Celebrating Modern Jewish Living Through Food, Tradition, and Family
Our updated take on sweet and sour cabbage soup will win you over! Sweet, tart, and absolutely delicious, it cooks up in 30 minutes and freezes beautifully.
The Backstory: For as long as I can remember, sweet and sour cabbage soup was one of those things I deliberately ignored on any deli menu I ever encountered, as if it were something to avoid, like the plague or a swarm of locust. I’m not sure why. Just the sound of it–cabbage soup–conjured up (an admittedly strange) image of a gathering of travel-weary Jewish-Poles hunched over a long, communal table, gulping down steaming bowls of boiling (why, why, why boiling?) broth before continuing on their march to flee the onslaught of the Cossacks. This has got to be one of the most ridiculously botched versions of history on record (geo-political, religious, and culinary) and yet, my twisted mind would take me there at the mention of cabbage soup.
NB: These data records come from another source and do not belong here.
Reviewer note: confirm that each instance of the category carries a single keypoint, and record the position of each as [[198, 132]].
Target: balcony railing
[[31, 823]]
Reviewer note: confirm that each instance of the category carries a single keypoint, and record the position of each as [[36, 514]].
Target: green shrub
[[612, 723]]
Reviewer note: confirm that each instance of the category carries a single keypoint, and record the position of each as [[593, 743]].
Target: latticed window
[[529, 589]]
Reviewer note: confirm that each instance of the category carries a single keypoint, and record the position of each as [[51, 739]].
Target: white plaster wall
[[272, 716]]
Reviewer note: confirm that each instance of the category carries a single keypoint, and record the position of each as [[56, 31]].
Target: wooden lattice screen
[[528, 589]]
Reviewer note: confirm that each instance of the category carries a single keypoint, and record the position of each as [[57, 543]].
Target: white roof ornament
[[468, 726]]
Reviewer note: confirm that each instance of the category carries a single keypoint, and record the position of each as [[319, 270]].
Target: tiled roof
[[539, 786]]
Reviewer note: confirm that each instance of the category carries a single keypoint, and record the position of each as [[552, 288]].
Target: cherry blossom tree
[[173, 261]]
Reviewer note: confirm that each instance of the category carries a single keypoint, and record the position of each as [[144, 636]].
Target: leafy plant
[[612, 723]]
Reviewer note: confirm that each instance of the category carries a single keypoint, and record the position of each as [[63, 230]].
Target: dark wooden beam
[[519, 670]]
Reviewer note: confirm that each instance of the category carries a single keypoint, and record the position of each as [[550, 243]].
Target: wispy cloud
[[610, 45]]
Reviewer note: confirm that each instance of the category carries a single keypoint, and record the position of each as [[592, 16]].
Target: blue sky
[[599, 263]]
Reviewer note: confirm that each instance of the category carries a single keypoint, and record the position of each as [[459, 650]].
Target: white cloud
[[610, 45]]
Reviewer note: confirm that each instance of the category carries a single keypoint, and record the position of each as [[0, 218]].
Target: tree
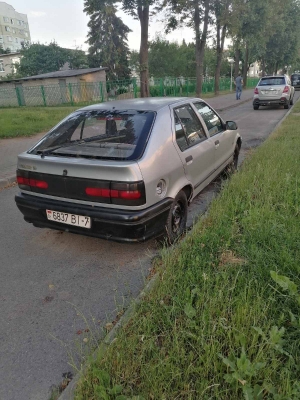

More of the Backstory after the recipe…
Sweet & Sour Cabbage Soup
- 2 tomatoes medium, coarsely chopped
- 1/2 green cabbage medium, shredded (6-7 cups)
- 1 onion medium, sliced
- 1 can stewed tomatoes 14.5 ounces
- 2 tsp. Kosher salt
- 5 cups beef broth
- 1/4 cup cider vinegar plus 1 tbsp.
- 3 tbsp. brown sugar
- 1 tsp. lemon juice
- 1/4 cup raisins
- pinch nutmeg very tiny pinch
- Kosher salt & pepper to taste
- parsley for garnish
In a 6 quart pot, combine tomatoes, onion, cabbage, canned tomatoes and salt. Cover and cook over medium heat (stirring often) for about 8 minutes or until cabbage is very tender.
Add beef broth, vinegar, lemon juice, sugar and raisins, and stir well.
Add tiny pinch of nutmeg and adjust sweetness or tartness to taste by adding a little more lemon juice or brown sugar if needed (add in small increments of about 1/2 tsp. at a time).
Cover and simmer over medium heat for 15 minutes.
Season with salt and pepper to taste; garnish with parsley before serving.
…The Backstory continues: Or maybe that was the cabbage soup diet and too many weeks of starvation (as a result of said soup?) Nonetheless, up until this very recipe, let’s just say, I was not a fan of ye olde cabbage soup. And then along came this recipe and I’m embarrassed to tell you–but I don’t even know the source of it. If anyone out there is the author of this gem, please write to me and let me know. Clearly, I owe you a world of gratitude (you may have single handedly spared me from a one-way ticket to the place you sign in to but don’t get to sign out of on your own, if you get my drift) and you’ve certainly opened up my eyes (and my taste buds) to the experience of this delicious, savory, sweet, and perfectly ying-yang balanced soup. It’s just perfect.